In fact, a good 8,000 people have been suffering the adverse effects of Malta’s storied economic boom. That is the number of people who have slipped into the risk of poverty and social exclusion since 2008.


That number now stands at over 89,000 people in Malta, around 20 per cent of the population.

The fact that the number of people at such risk has grown by nearly 10 per cent over the last 10 years is a great cause for concern for the people who are not rolling in the economic boom that the government likes to talk about so glowingly.

While the narrative is that the economy is doing superbly well, poverty is nevertheless on the increase, as statistics released by the European Union earlier this week quite clearly show.

The figures show that 8,000 more people stood at risk of poverty and social exclusion in Malta in 2018 than in 2008. In 2008 the number of people at risk of poverty and social exclusion in Malta had stood at 81,000, a figure that had shot up to 89,000 by the end of 2018.
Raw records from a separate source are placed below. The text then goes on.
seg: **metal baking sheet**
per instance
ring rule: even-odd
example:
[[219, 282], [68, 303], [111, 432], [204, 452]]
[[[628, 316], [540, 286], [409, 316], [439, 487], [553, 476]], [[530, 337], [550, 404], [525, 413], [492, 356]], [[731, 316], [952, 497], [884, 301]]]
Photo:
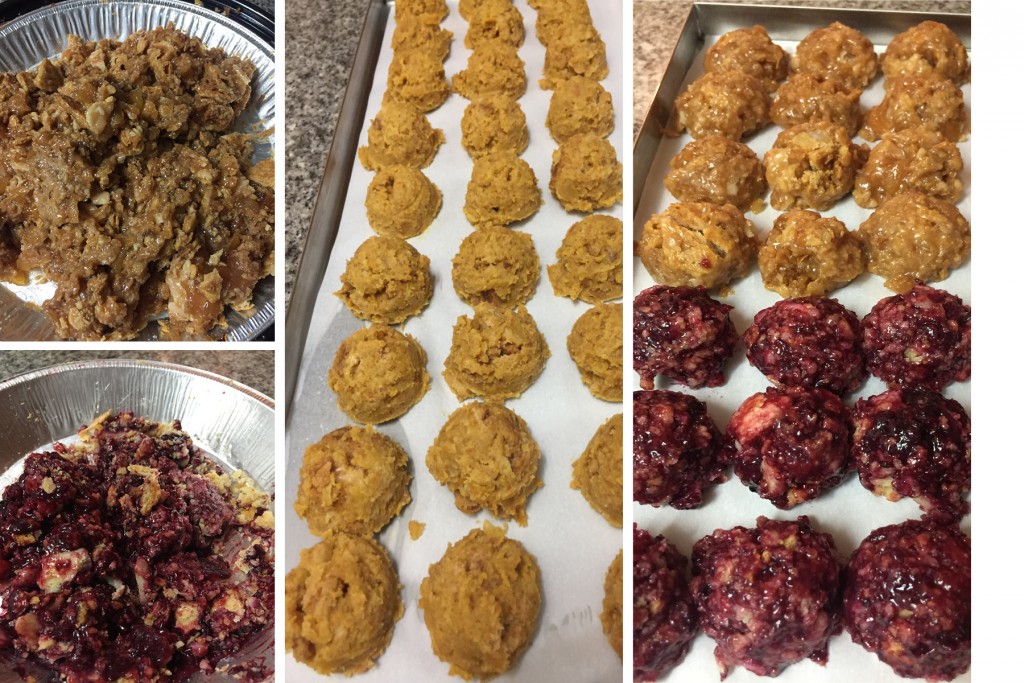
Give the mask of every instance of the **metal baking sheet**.
[[[143, 29], [166, 26], [168, 22], [195, 36], [207, 47], [219, 47], [229, 54], [241, 54], [256, 66], [252, 97], [234, 130], [263, 133], [253, 140], [254, 161], [274, 154], [274, 49], [255, 33], [222, 14], [179, 0], [71, 0], [48, 5], [0, 25], [0, 71], [32, 69], [45, 58], [60, 55], [68, 35], [87, 40], [124, 40]], [[0, 283], [0, 339], [38, 341], [59, 339], [38, 306], [53, 296], [53, 283], [33, 280], [19, 286]], [[255, 312], [244, 317], [228, 310], [227, 341], [253, 339], [274, 321], [274, 278], [264, 278], [253, 291]], [[137, 337], [159, 338], [156, 322]]]
[[[274, 403], [263, 394], [211, 372], [143, 360], [66, 363], [17, 375], [0, 383], [0, 494], [21, 473], [26, 456], [69, 442], [107, 410], [130, 410], [157, 422], [181, 420], [195, 444], [227, 472], [244, 470], [274, 493]], [[269, 627], [229, 663], [274, 661]], [[0, 683], [22, 678], [0, 660]], [[47, 681], [47, 678], [41, 678]], [[229, 683], [228, 675], [200, 676], [194, 683]], [[273, 666], [267, 681], [273, 680]]]
[[[671, 113], [675, 97], [703, 73], [705, 48], [712, 45], [723, 33], [760, 23], [767, 28], [772, 39], [792, 55], [796, 44], [811, 30], [832, 21], [841, 21], [864, 32], [875, 44], [876, 52], [881, 53], [893, 36], [925, 19], [948, 24], [970, 51], [968, 15], [696, 3], [682, 27], [679, 42], [659, 84], [655, 100], [634, 141], [634, 239], [640, 238], [643, 225], [651, 215], [664, 210], [675, 201], [665, 190], [662, 180], [669, 170], [671, 158], [693, 138], [688, 133], [678, 138], [666, 137], [661, 131]], [[963, 91], [969, 112], [970, 83], [963, 86]], [[881, 101], [882, 95], [882, 79], [879, 75], [861, 97], [861, 107], [866, 110], [874, 106]], [[778, 126], [772, 125], [749, 139], [745, 138], [743, 142], [763, 158], [780, 130]], [[858, 137], [855, 142], [865, 141]], [[872, 146], [873, 144], [871, 143]], [[964, 193], [957, 203], [957, 208], [968, 221], [971, 217], [970, 148], [969, 137], [959, 143], [964, 159]], [[765, 200], [767, 203], [767, 196]], [[748, 212], [746, 216], [753, 221], [759, 237], [763, 239], [780, 213], [768, 206], [759, 214]], [[871, 211], [860, 208], [852, 197], [847, 196], [834, 208], [820, 213], [839, 218], [852, 230], [858, 228]], [[633, 267], [635, 295], [655, 283], [639, 258], [635, 256]], [[971, 267], [968, 260], [946, 280], [930, 284], [956, 294], [969, 304], [970, 278]], [[733, 291], [728, 296], [714, 296], [734, 307], [731, 317], [741, 335], [749, 327], [755, 313], [781, 298], [764, 288], [756, 265], [743, 279], [733, 283], [732, 287]], [[882, 286], [882, 278], [865, 273], [830, 296], [863, 317], [878, 300], [892, 294], [893, 292]], [[639, 377], [636, 373], [632, 374], [632, 380], [633, 388], [639, 389]], [[709, 413], [723, 431], [739, 404], [751, 394], [763, 391], [769, 385], [767, 379], [747, 362], [742, 343], [738, 345], [732, 360], [726, 366], [726, 380], [726, 384], [721, 387], [688, 391], [708, 404]], [[680, 385], [670, 385], [663, 378], [659, 378], [656, 388], [683, 390]], [[847, 397], [846, 403], [852, 405], [858, 398], [873, 396], [884, 390], [885, 386], [880, 380], [870, 377], [859, 391]], [[970, 381], [956, 382], [943, 393], [962, 403], [970, 413]], [[698, 539], [717, 528], [753, 526], [759, 515], [770, 519], [796, 519], [799, 515], [808, 515], [815, 528], [832, 534], [844, 561], [849, 558], [861, 539], [873, 529], [921, 516], [917, 504], [913, 501], [902, 500], [892, 503], [873, 496], [860, 485], [855, 473], [837, 489], [820, 499], [798, 505], [792, 510], [775, 508], [768, 501], [748, 491], [739, 479], [730, 474], [729, 480], [713, 489], [705, 504], [699, 509], [677, 511], [670, 507], [653, 508], [633, 503], [633, 514], [638, 526], [648, 529], [651, 533], [665, 535], [687, 557]], [[970, 526], [971, 517], [968, 515], [961, 528], [970, 535]], [[683, 663], [662, 680], [670, 683], [717, 680], [718, 670], [713, 649], [714, 641], [707, 635], [700, 634]], [[849, 634], [845, 632], [830, 641], [829, 663], [826, 668], [820, 668], [810, 661], [803, 661], [783, 671], [777, 680], [785, 683], [810, 683], [821, 680], [823, 676], [830, 681], [857, 683], [895, 683], [904, 680], [896, 676], [892, 669], [879, 661], [874, 654], [854, 644]], [[728, 680], [734, 683], [752, 683], [761, 679], [746, 669], [737, 667]], [[958, 683], [969, 681], [971, 672], [968, 671], [955, 680]]]
[[[448, 5], [451, 14], [442, 26], [455, 34], [452, 54], [445, 62], [446, 75], [451, 78], [465, 67], [469, 52], [462, 43], [467, 24], [458, 14], [457, 3]], [[516, 6], [523, 14], [527, 32], [526, 44], [519, 50], [529, 81], [527, 93], [520, 100], [530, 132], [530, 145], [523, 158], [537, 175], [545, 203], [538, 214], [516, 224], [514, 229], [532, 234], [541, 263], [546, 266], [554, 262], [554, 253], [565, 231], [582, 216], [563, 211], [547, 189], [555, 143], [543, 123], [550, 93], [538, 86], [544, 50], [534, 33], [534, 10], [524, 3], [516, 3]], [[618, 18], [622, 5], [614, 2], [605, 6], [607, 9], [601, 12], [597, 4], [592, 3], [592, 13], [607, 46], [611, 73], [603, 84], [612, 93], [615, 103], [617, 128], [610, 139], [621, 160], [624, 98], [622, 31]], [[363, 205], [372, 174], [355, 161], [355, 150], [365, 144], [367, 125], [379, 110], [386, 85], [392, 56], [390, 10], [389, 5], [380, 2], [370, 7], [352, 69], [354, 80], [345, 96], [332, 141], [309, 242], [288, 312], [287, 334], [305, 338], [295, 346], [292, 340], [296, 337], [288, 338], [292, 363], [288, 372], [294, 373], [290, 377], [294, 393], [287, 414], [285, 564], [289, 568], [297, 563], [301, 548], [318, 540], [292, 508], [303, 452], [325, 433], [348, 422], [335, 405], [326, 376], [338, 345], [364, 323], [353, 318], [333, 292], [339, 288], [338, 277], [345, 261], [360, 243], [373, 235], [366, 224]], [[433, 479], [424, 462], [427, 448], [447, 416], [459, 406], [441, 377], [441, 369], [456, 318], [471, 313], [452, 290], [450, 275], [451, 259], [462, 239], [472, 231], [462, 214], [472, 168], [460, 144], [460, 122], [466, 104], [467, 100], [452, 94], [441, 108], [427, 114], [432, 125], [443, 129], [446, 137], [437, 158], [424, 169], [441, 189], [443, 205], [431, 227], [409, 241], [430, 258], [435, 288], [430, 306], [420, 316], [410, 319], [404, 330], [425, 347], [432, 383], [424, 399], [409, 413], [378, 428], [408, 453], [413, 483], [412, 503], [379, 535], [396, 561], [403, 584], [405, 616], [398, 622], [394, 639], [377, 666], [360, 676], [366, 681], [450, 680], [448, 666], [431, 651], [422, 612], [417, 607], [419, 585], [427, 566], [440, 559], [449, 543], [479, 527], [484, 520], [493, 521], [486, 513], [470, 517], [459, 512], [452, 494]], [[621, 217], [622, 206], [606, 213]], [[508, 534], [522, 541], [537, 557], [544, 605], [533, 644], [517, 667], [496, 680], [617, 683], [622, 680], [622, 664], [605, 639], [599, 615], [604, 575], [621, 548], [622, 532], [594, 512], [579, 492], [569, 488], [569, 482], [572, 461], [582, 453], [597, 427], [622, 410], [622, 404], [593, 398], [580, 382], [568, 356], [566, 337], [588, 306], [554, 297], [542, 269], [537, 293], [526, 307], [537, 320], [552, 355], [537, 383], [507, 405], [523, 417], [540, 446], [544, 487], [528, 502], [528, 526], [510, 523]], [[297, 330], [293, 324], [301, 329]], [[408, 533], [410, 520], [426, 522], [423, 536], [415, 542]], [[285, 667], [286, 675], [296, 680], [310, 676], [310, 669], [290, 656]], [[334, 678], [341, 680], [341, 676]]]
This represents a concerning increase of close to 10 per cent for this increasingly marginalised section of society. One of Budget 2020’s tag lines was that there were no new taxes or tax hikes this year, but perhaps there ought to have been considering the number of people who are somehow falling through the social safety net.

In the meantime, the Central Bank reported yesterday that Maltese residents’ deposits have grown at a slower annual pace of 4.6% this year, but, on the other hand, Maltese are also taking out more credit, which has risen, conversely, by 5.8%. Then we have the President of the Malta Food Bank Foundation warning us that the problem of food poverty in Malta is bigger than anyone can tell.

The gap between rich and poor clearly is widening by the day and while the government may attempt to sweeten the pill with grants, benefits and tax rebates, the economic model currently being employed is not quite cutting it for all sections of society.

Instead, we have platitudes being dispensed by the Prime Minister and the finance minister about how great the men and women in the street are doing as a nation, but at the same time it is no big secret that the Average Joe is feeling a real pinch.

Somehow, the government’s take on the public’s prosperity does not seem to tally with reality. The reality of the situation is reflected by recent Eurostat figures which show that the Actual Individual Consumption (AIC) of Maltese households, a measure of material welfare of households, was 20% less than the EU average. On the other hand, GDP stood at 98% of the EU average. This seems to indicate that, while GDP is almost in line with the European average, this growth is not necessarily trickling down to the average household, whose AIC is only 80% of the EU average.

Other recent figures show, conversely, that Maltese consumers are paying on average of 12% more than their EU peers for staple food products. Indeed, the Maltese are being treated to the ninth-highest prices for food and nonalcoholic beverages in the EU.

The data showed, for example, how the Maltese are paying 11% more than the European average for staples such as bread and cereals, and 17% more on items such as milk, cheese and eggs.

It is not as though the government is unaware of these developments. In fact, Budget 2020 dispensed with an additional bonus of €15 for single people, €35 for families to cover increase in the costs of milk and bread.

The Prime Minister likes to speak of trickledown economics.

There is definitely a trickle, of that there is no argument, but it is doubtful whether it is trickling down to everyone.